Short answer:
The fundamental reading list for a lisp interpreter is SICP. I would not at all call it overkill, if you feel you are overqualified for the first parts of the book jump to chapter 4 and start interpreting away (although I feel this would be a loss since chapters 1-3 really are that good!).
Add LISP in Small Pieces (LISP from now on), chapters 1-3. Especially chapter 3 if you need to implement any non-trivial control forms.
See this post by Jens Axel Søgaard on a minimal self-hosting Scheme: http://www.scheme.dk/blog/2006/12/self-evaluating-evaluator.html .
A slightly longer answer:
It is hard to give advice without knowing what you require from your interpreter.
- does it really really need to be an interpreter, or do you actually need to be able to execute lisp code?
- does it need to be fast?
- does it need standards compliance? Common Lisp? R5RS? R6RS? Any SFRIs you need?
If you need anything more fancy than a simple syntax tree walker I would strongly recommend embedding a fast scheme subsystem. Gambit scheme comes to mind: http://dynamo.iro.umontreal.ca/~gambit/wiki/index.php/Main_Page .
If that is not an option chapter 5 in SICP and chapters 5-- in LISP target compilation for faster execution.

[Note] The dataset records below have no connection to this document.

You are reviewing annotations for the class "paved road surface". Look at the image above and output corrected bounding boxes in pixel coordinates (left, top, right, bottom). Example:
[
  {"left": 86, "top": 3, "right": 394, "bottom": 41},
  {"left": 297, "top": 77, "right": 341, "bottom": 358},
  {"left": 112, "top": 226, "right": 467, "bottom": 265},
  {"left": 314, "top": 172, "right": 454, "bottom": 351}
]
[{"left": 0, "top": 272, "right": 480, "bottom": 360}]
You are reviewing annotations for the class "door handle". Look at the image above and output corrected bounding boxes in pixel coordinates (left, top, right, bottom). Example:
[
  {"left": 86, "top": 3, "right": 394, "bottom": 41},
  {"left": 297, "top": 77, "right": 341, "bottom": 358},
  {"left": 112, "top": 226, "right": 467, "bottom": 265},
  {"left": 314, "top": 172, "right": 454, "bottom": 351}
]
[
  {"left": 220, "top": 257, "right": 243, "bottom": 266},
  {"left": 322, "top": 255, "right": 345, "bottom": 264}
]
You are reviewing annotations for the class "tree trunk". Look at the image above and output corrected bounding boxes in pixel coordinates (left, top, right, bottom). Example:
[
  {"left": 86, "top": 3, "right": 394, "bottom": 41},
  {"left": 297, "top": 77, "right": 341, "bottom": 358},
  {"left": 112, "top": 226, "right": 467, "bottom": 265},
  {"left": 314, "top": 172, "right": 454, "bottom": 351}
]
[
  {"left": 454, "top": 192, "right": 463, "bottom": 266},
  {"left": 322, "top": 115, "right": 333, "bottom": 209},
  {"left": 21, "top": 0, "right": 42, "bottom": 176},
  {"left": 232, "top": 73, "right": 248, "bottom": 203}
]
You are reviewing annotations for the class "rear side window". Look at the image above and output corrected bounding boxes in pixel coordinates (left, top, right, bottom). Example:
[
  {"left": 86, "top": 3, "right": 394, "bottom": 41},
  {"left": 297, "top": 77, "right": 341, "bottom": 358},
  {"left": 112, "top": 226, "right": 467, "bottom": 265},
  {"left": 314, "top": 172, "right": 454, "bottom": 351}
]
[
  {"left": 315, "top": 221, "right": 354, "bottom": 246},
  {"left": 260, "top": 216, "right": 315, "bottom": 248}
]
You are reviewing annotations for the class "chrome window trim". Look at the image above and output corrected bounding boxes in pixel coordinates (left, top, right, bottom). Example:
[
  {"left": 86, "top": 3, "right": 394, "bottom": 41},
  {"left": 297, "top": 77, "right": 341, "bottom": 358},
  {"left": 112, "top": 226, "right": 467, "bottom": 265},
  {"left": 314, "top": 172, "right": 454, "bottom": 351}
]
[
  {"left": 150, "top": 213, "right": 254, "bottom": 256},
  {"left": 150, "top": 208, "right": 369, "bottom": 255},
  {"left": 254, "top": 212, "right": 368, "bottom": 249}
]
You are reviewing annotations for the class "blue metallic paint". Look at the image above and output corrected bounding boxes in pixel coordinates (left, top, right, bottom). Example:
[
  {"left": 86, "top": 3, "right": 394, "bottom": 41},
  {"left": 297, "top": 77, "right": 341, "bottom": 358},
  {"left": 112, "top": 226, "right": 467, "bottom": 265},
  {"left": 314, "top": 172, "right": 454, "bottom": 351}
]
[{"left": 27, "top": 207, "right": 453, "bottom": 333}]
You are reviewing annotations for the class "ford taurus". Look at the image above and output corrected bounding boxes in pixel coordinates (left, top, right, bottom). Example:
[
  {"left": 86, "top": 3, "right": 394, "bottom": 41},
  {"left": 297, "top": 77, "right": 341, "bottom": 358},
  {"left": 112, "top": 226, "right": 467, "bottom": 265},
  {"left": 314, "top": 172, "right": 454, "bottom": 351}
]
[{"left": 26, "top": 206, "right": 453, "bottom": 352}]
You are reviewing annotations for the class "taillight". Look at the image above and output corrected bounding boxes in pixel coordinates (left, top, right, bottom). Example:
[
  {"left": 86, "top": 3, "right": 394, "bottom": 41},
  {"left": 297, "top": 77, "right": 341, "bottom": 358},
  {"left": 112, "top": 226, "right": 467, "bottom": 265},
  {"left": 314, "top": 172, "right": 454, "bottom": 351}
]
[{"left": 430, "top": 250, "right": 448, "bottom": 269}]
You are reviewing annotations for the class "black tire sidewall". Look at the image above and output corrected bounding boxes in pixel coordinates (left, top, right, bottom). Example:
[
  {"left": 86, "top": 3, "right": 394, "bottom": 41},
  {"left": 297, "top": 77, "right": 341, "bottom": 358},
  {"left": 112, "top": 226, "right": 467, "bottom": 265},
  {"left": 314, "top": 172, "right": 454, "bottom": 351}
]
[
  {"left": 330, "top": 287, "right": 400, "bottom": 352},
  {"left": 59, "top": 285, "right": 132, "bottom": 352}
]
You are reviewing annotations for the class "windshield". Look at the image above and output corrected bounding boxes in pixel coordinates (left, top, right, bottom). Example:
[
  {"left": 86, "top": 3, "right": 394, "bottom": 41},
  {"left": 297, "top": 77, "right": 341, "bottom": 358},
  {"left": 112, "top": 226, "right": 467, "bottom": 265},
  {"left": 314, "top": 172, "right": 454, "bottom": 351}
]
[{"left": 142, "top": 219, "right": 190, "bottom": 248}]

For faster interpretation I would take a look at the most recent JavaScript interpreters/compilers. There seem to be a lot of thought going into fast JavaScript execution, and you can probably learn from them. V8 cites two important papers: http://code.google.com/apis/v8/design.html and squirrelfish cites a couple: http://webkit.org/blog/189/announcing-squirrelfish/ .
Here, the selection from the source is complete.